Central Mali in focus as SIPRI and partners convene forum in Bamako

(Bamako, 26 September) The Stockholm International Peace Research Institute (SIPRI) together with the delegation of the European Union (EU) to Mali and Point Sud convened a forum in Bamako on the topic ‘Governance, Security and Development in Central Mali’.

By bringing together researchers; local populations; national Malian authorities; international partners; academics; and non-governmental organizations, the forum aimed to initiate a dialogue about the crisis in two regions in central Mali: Ségou and Mopti. SIPRI’s partners in Burkina Faso, Chad and Niger were also invited to provide a regional perspective on Mali.

The forum opened with a film entitled ‘Akili sigui’ [The peaceful way] that was produced in cooperation with Soussaba Cissé, the Malian filmmaker, and her team.

Click here to read more about the film or watch it in English or French

During the forum, preliminary research results were presented that were based on the perceptions of local populations on governance, security and socio-economic conditions in central Mali. The first roundtable focused on the methodology and results of the quantitative and qualitative studies conducted during 2019. Other topics that were discussed included: the agricultural conditions in central Mali; the roles and perceptions of local authorities in central Mali; as well as perceptions on the crisis from Mali’s neighbouring countries—Burkina Faso, Chad and Niger.

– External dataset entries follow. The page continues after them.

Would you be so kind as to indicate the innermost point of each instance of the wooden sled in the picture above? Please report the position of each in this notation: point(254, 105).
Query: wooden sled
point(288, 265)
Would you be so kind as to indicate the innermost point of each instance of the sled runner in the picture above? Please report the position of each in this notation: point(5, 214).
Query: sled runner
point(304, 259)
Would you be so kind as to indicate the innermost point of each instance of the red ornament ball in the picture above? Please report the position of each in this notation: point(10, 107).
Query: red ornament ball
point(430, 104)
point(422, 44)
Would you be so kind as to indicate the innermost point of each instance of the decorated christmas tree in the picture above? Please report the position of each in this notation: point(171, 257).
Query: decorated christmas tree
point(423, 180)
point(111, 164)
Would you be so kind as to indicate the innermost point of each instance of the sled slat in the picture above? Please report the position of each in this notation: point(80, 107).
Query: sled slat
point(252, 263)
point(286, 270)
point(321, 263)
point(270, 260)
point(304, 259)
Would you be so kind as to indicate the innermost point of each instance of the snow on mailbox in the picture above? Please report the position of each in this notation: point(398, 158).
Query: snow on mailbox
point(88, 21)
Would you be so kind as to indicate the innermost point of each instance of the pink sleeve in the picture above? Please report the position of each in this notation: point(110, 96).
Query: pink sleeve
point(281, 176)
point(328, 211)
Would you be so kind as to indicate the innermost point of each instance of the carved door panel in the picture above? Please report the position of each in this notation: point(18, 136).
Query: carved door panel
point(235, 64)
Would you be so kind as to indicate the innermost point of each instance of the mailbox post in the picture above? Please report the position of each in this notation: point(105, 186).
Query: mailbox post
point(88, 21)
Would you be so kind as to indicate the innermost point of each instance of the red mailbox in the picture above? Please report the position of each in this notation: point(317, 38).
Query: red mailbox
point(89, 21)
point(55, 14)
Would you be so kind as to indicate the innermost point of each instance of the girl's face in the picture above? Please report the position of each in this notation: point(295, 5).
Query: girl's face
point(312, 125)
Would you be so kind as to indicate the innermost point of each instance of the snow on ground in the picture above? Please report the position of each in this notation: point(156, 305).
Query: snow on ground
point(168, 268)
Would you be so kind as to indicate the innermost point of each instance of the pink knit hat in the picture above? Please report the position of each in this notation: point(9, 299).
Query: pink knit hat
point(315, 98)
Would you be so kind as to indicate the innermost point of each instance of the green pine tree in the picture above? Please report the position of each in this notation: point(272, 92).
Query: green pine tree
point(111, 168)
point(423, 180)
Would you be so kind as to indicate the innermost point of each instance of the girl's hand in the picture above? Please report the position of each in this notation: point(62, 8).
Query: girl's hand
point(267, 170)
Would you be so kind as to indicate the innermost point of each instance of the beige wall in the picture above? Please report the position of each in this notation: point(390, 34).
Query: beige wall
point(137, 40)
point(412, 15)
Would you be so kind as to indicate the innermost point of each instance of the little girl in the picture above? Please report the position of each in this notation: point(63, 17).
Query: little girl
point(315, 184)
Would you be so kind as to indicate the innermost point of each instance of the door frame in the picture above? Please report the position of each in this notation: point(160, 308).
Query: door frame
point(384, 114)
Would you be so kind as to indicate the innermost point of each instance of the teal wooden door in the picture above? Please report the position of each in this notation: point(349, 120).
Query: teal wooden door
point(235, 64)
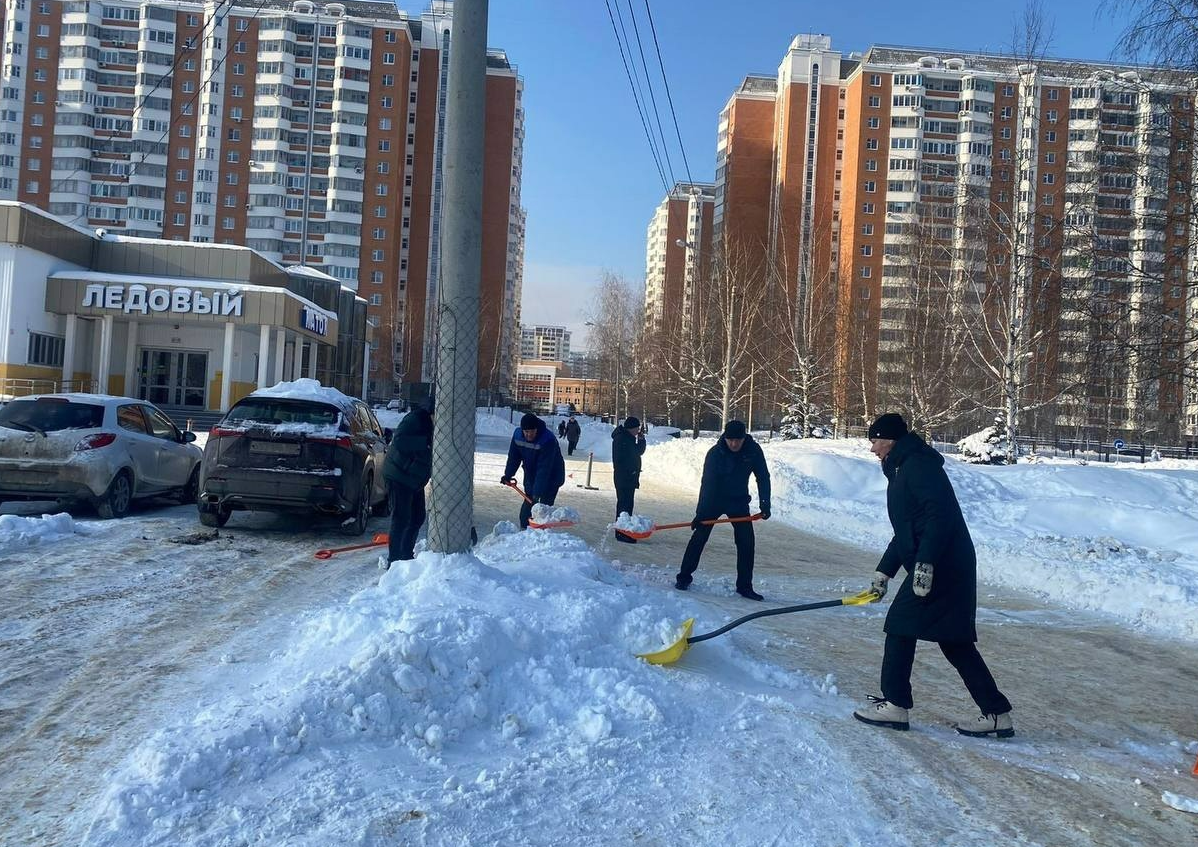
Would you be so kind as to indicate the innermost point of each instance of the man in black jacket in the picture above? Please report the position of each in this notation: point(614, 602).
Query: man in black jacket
point(938, 599)
point(627, 448)
point(725, 491)
point(406, 470)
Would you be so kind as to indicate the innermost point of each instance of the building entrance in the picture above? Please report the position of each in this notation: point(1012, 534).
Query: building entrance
point(174, 377)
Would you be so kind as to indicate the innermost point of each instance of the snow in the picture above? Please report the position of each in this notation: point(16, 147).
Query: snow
point(307, 389)
point(554, 514)
point(634, 522)
point(1183, 804)
point(1120, 539)
point(498, 696)
point(16, 531)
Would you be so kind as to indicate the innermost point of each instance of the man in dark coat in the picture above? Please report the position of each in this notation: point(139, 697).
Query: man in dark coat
point(534, 447)
point(627, 448)
point(725, 491)
point(573, 433)
point(406, 470)
point(938, 598)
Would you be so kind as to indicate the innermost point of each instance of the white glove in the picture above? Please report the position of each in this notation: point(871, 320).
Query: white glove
point(921, 582)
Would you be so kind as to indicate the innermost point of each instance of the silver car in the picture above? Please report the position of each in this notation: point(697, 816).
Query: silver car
point(94, 448)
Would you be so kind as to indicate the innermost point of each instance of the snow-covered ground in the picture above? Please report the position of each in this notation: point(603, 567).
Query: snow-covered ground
point(1120, 539)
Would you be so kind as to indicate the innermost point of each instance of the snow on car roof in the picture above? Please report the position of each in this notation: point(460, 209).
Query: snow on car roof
point(307, 389)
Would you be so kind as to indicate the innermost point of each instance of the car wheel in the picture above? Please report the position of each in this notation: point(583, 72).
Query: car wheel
point(357, 524)
point(189, 492)
point(118, 498)
point(215, 515)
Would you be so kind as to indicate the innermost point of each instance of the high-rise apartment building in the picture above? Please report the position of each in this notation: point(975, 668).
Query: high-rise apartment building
point(312, 132)
point(897, 191)
point(544, 343)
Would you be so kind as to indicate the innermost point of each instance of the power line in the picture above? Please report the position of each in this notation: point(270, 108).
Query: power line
point(648, 84)
point(669, 97)
point(636, 98)
point(140, 103)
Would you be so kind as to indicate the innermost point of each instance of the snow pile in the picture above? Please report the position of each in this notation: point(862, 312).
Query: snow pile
point(307, 389)
point(1120, 539)
point(634, 522)
point(17, 531)
point(986, 447)
point(554, 514)
point(494, 700)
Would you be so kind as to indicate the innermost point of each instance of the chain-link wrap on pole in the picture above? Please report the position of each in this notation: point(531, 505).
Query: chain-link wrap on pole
point(452, 506)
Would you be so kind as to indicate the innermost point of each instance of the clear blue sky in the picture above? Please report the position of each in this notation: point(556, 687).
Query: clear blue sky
point(590, 183)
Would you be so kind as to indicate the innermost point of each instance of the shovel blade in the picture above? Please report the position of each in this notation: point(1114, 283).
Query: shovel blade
point(675, 652)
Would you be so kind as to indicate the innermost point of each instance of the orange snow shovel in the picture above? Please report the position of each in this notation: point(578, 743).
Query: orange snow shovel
point(675, 652)
point(377, 542)
point(552, 525)
point(646, 533)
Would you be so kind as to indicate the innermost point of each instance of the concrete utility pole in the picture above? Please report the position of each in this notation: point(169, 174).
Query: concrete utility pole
point(452, 504)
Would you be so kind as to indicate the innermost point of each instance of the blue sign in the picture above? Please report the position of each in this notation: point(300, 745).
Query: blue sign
point(313, 321)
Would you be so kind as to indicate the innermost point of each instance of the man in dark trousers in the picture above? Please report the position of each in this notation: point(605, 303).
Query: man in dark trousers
point(534, 447)
point(406, 470)
point(725, 491)
point(938, 598)
point(627, 448)
point(573, 433)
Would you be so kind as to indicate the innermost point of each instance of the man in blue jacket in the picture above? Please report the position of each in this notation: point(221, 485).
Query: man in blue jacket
point(534, 447)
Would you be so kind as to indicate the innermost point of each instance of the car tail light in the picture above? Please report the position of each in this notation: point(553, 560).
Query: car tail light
point(95, 441)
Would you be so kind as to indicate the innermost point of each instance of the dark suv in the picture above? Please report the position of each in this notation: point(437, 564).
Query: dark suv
point(295, 454)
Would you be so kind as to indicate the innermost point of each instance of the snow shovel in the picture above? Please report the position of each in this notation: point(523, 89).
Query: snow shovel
point(552, 525)
point(634, 533)
point(672, 653)
point(377, 542)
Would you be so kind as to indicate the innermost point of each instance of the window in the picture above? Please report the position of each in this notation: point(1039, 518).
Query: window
point(46, 350)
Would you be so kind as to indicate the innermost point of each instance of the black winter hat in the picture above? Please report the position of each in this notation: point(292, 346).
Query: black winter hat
point(889, 425)
point(734, 429)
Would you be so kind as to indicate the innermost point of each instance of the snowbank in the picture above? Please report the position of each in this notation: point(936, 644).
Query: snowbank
point(494, 700)
point(17, 532)
point(1120, 539)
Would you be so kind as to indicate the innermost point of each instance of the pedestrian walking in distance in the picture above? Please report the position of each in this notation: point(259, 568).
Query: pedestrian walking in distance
point(406, 471)
point(725, 491)
point(627, 448)
point(536, 448)
point(938, 598)
point(573, 433)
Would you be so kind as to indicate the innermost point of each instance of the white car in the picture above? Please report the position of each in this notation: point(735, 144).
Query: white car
point(94, 448)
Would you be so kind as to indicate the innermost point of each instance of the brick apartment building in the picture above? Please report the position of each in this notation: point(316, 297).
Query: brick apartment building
point(841, 167)
point(310, 132)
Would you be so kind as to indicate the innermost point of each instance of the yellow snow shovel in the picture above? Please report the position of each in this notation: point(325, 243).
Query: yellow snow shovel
point(675, 652)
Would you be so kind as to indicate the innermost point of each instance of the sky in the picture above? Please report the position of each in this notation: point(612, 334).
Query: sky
point(590, 183)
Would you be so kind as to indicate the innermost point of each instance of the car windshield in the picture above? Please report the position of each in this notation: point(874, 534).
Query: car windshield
point(265, 410)
point(50, 415)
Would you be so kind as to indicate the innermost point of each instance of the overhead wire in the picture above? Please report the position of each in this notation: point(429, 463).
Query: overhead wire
point(665, 80)
point(648, 84)
point(645, 125)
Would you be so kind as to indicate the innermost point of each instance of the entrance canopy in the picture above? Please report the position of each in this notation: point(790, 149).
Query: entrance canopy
point(187, 301)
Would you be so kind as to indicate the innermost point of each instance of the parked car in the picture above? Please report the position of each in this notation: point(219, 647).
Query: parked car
point(278, 452)
point(92, 448)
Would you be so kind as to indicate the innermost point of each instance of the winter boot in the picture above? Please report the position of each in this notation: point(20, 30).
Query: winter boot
point(882, 712)
point(987, 725)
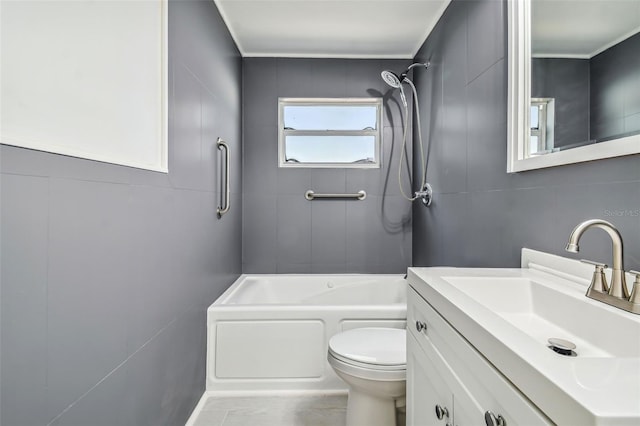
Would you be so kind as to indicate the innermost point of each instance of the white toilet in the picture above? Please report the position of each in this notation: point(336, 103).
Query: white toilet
point(373, 363)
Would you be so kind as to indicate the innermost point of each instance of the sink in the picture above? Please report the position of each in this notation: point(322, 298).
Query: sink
point(508, 315)
point(542, 310)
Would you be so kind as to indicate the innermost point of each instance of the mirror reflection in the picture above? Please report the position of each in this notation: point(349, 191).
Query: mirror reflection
point(585, 73)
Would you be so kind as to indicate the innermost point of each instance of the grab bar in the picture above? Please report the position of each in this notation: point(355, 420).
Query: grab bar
point(310, 195)
point(220, 210)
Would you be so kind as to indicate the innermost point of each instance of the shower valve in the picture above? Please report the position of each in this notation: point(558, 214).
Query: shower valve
point(426, 195)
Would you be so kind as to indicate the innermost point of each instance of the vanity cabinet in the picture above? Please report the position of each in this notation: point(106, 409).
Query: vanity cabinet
point(450, 383)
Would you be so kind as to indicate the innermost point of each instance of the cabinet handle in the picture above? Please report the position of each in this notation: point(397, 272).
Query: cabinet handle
point(491, 420)
point(441, 412)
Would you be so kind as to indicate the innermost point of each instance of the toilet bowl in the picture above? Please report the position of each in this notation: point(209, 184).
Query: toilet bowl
point(373, 364)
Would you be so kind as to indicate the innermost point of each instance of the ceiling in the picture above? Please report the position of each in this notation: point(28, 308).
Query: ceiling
point(331, 28)
point(581, 28)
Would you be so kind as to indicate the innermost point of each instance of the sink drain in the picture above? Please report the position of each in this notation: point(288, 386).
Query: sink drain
point(562, 347)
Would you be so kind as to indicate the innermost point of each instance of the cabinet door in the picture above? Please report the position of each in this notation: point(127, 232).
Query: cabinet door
point(426, 389)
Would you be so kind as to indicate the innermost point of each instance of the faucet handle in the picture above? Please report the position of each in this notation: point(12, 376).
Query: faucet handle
point(599, 281)
point(635, 291)
point(598, 265)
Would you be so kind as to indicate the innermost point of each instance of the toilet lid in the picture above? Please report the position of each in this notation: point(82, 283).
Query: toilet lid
point(372, 346)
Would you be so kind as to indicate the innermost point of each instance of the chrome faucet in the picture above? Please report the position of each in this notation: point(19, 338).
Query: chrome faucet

A SIPRI report that presents the research findings is forthcoming.

 

About the project

The three-year project ‘Mali-Centre for Security and Development’ is funded by the EU and implemented by SIPRI and its Malian partner, Point Sud. The project—which began in 2018—monitors governance, security and socio-economic development indicators in two regions in central Mali: Ségou and Mopti. The indicators are based on responses to questionnaires that are distributed every three months to a representative sample of the population. This bottom-up approach directly identifies the populations’ expectations and needs and aims to provide evidence-based analysis to local and international stakeholders.